Students in Lamar can no longer learn about the state of Virginia on their online research database due to the ban

Virginia’s state flag and seal, depicting the Roman goddess Virtus standing over a slain tyrant, her drooping toga exposing her left breast, has been banned from younger students in a Texas school district.

The district, Lamar consolidated independent school district, near Houston, took action against the image late last year when it removed a section about Virginia from its online learning platform used by third through fifth graders, typically encompassing ages eight to 11, sparking a row, Axios reported on Thursday.

The Texas Freedom to Read Project, a group that opposes censorship and book bans in the state, said it had “unlocked a new level of dystopian, book-banning, and censorship hell in Texas” when it discovered that students in Lamar can no longer learn about the state of Virginia on their online research database, PebbleGo Next.

The group said that after it filed a public records request, the school district acknowledged that “Virginia” had been removed from the website due to the lesson violating the school board’s local library policy banning any “visual depictions or illustrations of frontal nudity” in elementary school library material.

The commonwealth of Virginia’s flag is periodically thrust into the national spotlight, and in 2010 was part a debate about what constitutes sexually explicit material in the state’s school libraries.

Then state attorney general Ken Cuccinelli created special lapel pins that edited the seal to cover the breast.

Battles over Virginia’s seal and flag date back to 1776 when the commonwealth wanted to appear strong during the war of independence over British rule and hit on the image of Virtus, wielding a sword and spear, and the inscription “Sic Semper Tyrannis” or “Thus always to tyrants”, next to a body and fallen crown.

At that time, the tyrant was taken as a symbol of England’s King George III, and Virtus more like a warrior in the Ottoman empire than a Roman deity.
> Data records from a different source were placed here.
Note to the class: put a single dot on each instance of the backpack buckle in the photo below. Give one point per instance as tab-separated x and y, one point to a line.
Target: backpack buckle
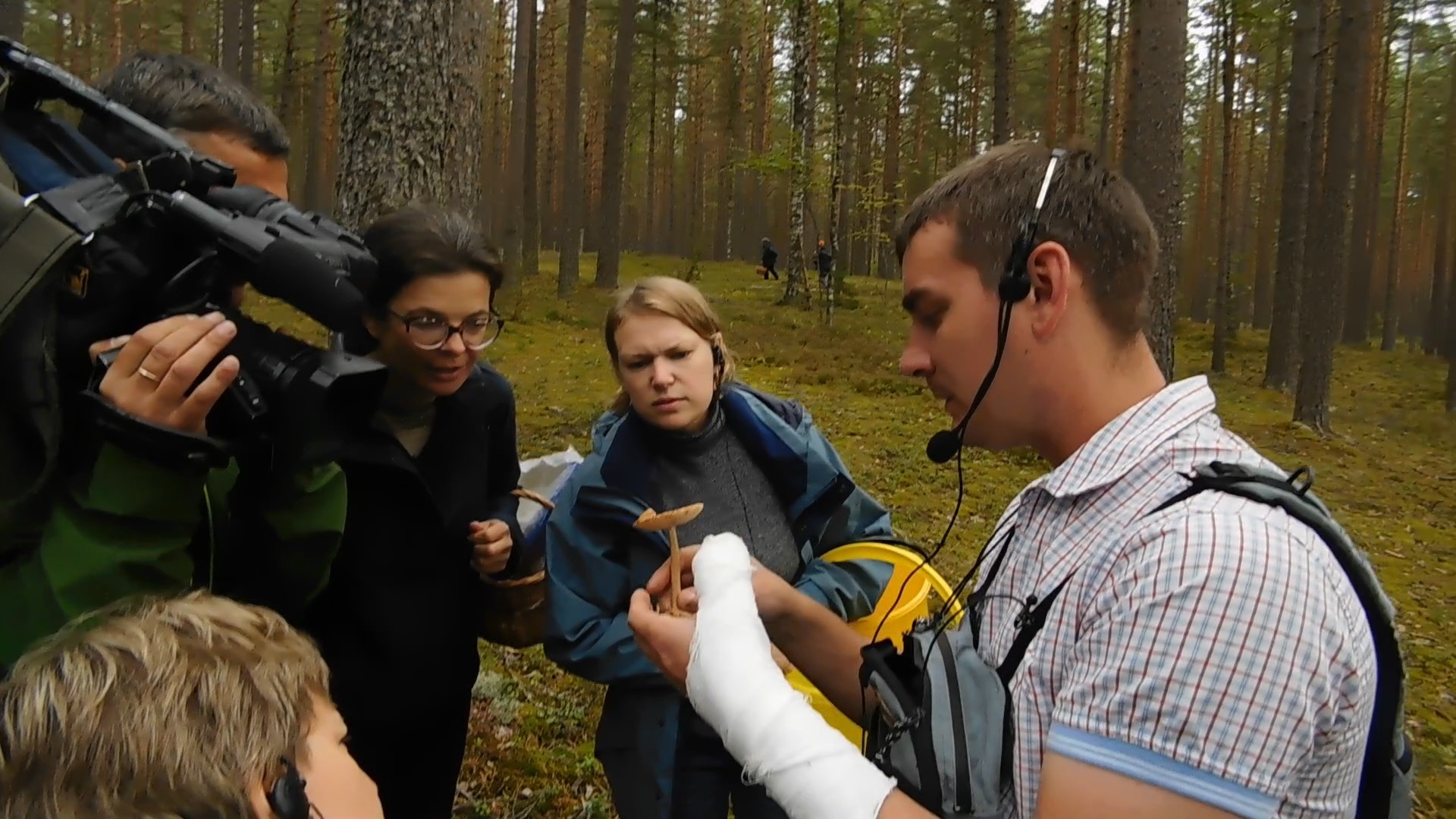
1308	474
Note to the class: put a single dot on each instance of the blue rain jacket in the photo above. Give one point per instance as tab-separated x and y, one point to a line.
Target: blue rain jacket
596	558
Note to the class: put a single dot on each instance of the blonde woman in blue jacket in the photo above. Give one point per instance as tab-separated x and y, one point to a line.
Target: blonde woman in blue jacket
682	430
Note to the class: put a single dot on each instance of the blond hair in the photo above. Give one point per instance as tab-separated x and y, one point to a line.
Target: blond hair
674	299
159	708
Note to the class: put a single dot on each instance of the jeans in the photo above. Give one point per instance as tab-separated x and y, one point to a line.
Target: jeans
707	779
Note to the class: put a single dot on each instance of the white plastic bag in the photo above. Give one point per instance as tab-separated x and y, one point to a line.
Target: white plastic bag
544	475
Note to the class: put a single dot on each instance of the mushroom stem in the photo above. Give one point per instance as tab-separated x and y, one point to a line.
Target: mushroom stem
674	570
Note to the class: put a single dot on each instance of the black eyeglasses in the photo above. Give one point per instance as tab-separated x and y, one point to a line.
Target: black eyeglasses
431	333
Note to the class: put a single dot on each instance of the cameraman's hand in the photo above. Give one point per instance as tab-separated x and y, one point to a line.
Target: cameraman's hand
156	366
491	547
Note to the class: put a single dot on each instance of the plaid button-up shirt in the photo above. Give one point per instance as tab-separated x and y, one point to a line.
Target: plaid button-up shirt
1215	649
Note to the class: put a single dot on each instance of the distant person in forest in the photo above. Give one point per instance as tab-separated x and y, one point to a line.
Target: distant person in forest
770	259
824	261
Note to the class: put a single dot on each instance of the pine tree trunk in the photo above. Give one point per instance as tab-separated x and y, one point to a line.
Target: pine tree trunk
289	79
248	41
431	143
890	181
1001	98
530	178
1299	146
1050	129
1392	268
316	190
511	202
846	19
12	20
1356	321
613	155
232	12
1223	293
1270	197
1324	289
1436	316
1153	150
570	268
795	289
1109	80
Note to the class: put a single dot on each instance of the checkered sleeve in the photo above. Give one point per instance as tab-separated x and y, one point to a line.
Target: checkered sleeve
1220	661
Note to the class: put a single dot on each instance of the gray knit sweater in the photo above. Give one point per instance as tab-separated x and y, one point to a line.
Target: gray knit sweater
712	466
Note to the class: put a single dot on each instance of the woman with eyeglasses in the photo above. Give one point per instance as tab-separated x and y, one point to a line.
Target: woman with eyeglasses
430	510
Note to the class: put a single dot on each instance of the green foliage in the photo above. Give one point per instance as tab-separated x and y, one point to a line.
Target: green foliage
1389	472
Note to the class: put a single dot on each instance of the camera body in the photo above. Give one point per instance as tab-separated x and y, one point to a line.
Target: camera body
172	235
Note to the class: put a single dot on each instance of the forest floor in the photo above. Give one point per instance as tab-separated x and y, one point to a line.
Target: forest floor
1389	472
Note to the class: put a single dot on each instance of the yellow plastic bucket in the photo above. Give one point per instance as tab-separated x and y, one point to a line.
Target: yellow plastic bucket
915	602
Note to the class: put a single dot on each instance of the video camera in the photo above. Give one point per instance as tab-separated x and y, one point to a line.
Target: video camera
171	235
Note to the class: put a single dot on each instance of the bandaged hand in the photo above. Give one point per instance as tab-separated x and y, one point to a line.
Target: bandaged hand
734	684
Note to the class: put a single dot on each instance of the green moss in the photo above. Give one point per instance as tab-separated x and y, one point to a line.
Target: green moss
1389	474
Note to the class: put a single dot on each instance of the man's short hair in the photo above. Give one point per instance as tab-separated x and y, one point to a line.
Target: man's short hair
158	707
184	95
1091	210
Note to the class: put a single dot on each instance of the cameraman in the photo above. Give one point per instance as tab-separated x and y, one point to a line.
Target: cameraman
114	522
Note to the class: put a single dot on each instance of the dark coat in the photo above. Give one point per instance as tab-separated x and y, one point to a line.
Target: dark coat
398	620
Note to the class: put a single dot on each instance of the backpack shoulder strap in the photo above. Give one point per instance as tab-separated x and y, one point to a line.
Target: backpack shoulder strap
1292	494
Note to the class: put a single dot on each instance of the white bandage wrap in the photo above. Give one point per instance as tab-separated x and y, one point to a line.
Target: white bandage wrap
811	770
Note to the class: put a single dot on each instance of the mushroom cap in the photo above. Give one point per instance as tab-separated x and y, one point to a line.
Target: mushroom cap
663	521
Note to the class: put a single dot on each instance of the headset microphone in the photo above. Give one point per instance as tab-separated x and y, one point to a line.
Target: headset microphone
946	444
1014	286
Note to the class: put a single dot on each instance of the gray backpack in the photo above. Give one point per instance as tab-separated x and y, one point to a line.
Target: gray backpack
946	726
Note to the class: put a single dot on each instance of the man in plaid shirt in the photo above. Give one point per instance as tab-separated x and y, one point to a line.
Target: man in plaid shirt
1204	661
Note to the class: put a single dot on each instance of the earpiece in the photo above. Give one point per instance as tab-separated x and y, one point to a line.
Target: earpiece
1015	283
287	798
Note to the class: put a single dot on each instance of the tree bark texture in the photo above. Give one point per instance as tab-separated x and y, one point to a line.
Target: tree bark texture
613	153
1153	152
1279	366
1324	286
570	268
410	115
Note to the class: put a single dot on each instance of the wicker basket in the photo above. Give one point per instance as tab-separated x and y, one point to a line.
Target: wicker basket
513	613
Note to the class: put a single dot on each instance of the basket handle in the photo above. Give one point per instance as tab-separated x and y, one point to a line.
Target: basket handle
536	497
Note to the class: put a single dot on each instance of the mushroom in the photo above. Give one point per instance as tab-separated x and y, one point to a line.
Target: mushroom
670	521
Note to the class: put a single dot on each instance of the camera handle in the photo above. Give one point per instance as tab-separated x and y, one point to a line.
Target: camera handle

Over the years, the image was adapted in various ways.

In 1901, Virginia officials ordered that the depiction of the bared breast be included to show clearly that the figure of Virtus was female.

In the 2010 row, there were debates over Virtus’s nipple and the University of Virginia political scientist Larry Sabato mocked conservatives over censorship efforts, saying: “When you ask to be ridiculed, it usually happens. And it will happen here, nationally. This is classical art, for goodness’s sake.”